For several weeks now, I’ve been blogging about investment opportunities in distressed properties. As enticing as these opportunities can be, I also have to issue some caveats about when and how they can be the wrong step to take for some people.
Take my client John (not his real name). He’s a wonderfully optimistic go-getter who’s been looking for a fixer-upper for his family. He frequently says to his wife, “If the house we buy isn’t exactly what we want, I’ll make it what we want.” If it has only one bathroom, he’ll put in a second one. If the kitchen needs to be remodeled, he’ll tackle that. Landscaping lacking? He’ll redo it.
But in these situations, I feel like it’s part of my job to push back on some of these dreams so they don’t turn into nightmares later.
I asked him about his remodeling and carpentry skills. John admitted he didn’t have all the skills, but that he could learn.
I asked him how much a kitchen remodeling, for instance, might cost. He estimated about $30,000, less if he did the work himself.

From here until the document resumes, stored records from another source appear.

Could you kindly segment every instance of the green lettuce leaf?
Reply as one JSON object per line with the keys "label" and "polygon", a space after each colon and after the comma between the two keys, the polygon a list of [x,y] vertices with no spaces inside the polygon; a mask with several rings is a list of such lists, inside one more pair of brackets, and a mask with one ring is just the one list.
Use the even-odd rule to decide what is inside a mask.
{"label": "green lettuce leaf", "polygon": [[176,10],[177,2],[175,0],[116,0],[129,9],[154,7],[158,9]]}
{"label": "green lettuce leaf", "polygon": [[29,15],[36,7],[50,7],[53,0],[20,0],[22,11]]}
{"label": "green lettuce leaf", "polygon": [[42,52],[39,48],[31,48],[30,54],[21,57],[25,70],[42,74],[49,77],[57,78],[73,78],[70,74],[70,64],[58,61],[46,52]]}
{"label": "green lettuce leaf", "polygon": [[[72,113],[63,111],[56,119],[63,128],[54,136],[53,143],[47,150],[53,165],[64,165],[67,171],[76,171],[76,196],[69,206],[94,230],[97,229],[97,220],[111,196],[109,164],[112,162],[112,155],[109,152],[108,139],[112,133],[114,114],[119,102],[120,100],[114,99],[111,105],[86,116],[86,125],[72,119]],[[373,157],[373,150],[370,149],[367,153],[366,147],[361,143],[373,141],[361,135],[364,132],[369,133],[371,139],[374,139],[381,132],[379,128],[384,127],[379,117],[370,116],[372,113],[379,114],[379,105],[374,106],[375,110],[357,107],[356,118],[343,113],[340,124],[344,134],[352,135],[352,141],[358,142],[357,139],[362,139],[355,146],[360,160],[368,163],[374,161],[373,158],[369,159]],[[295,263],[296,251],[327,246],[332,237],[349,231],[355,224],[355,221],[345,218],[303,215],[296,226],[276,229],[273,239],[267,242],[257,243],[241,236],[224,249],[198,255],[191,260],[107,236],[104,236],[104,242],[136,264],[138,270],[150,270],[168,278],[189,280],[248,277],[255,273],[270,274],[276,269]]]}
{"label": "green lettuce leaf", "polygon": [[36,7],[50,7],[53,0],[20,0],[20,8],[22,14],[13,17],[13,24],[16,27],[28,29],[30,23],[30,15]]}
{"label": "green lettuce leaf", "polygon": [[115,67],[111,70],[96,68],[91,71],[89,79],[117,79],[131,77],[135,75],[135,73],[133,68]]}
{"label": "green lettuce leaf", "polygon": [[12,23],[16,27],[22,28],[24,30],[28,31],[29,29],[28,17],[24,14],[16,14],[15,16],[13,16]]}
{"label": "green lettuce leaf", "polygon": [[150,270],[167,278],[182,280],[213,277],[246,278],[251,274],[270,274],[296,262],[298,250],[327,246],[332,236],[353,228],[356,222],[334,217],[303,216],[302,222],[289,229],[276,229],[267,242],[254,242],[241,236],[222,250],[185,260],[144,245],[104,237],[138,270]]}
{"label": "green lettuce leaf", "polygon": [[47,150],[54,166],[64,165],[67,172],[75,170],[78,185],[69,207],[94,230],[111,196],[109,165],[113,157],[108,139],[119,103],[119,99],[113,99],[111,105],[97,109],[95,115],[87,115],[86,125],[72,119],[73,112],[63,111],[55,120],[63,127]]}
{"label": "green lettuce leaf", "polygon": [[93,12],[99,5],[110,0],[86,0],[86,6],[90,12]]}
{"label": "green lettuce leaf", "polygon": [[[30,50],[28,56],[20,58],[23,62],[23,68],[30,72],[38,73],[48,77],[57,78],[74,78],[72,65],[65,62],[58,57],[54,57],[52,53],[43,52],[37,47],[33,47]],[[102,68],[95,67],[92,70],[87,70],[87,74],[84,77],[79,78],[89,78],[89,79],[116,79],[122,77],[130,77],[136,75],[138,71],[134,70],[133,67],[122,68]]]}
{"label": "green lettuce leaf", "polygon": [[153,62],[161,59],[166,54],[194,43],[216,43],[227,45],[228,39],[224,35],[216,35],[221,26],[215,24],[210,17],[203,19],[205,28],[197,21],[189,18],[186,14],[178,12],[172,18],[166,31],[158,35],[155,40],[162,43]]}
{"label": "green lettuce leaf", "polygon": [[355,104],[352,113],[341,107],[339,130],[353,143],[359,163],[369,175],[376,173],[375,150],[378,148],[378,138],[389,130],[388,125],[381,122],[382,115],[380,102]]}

I asked him about paying for these improvements, reminding him that he was currently at the top of his qualification range. He was putting all his cash into a down payment of 3.5%. His response was that they could get a line of equity on the house to finance the remodeling.
I had to deliver bad news about today’s market. You can’t get cash from property anymore unless the loan is 75% of the property’s current value or less. That means with a 97% loan, he can’t get a home equity line until the house increases in value sufficiently for him to reach that 75% mark. We ran the numbers, and it would take nine years at 3% increase each year to reach that point. In a real catch-22, the value of the property won’t increase that much without an updated kitchen.
John talked about saving $500 per month to finance it, even though he wasn’t currently saving that much. Even so, we ran the numbers, and it would take five years to save enough to remodel the kitchen.
John is now looking at his decision with a completely different perspective.
Fixing up houses to live in them or flip them is a viable dream — as long as the finances are there to support the effort. So be sober when you consider a fixer-upper. And if you’re an investor and you’re selling to someone who wants to do this, to avoid the liability, make sure they have the resources and capacity to do what they say they want to do.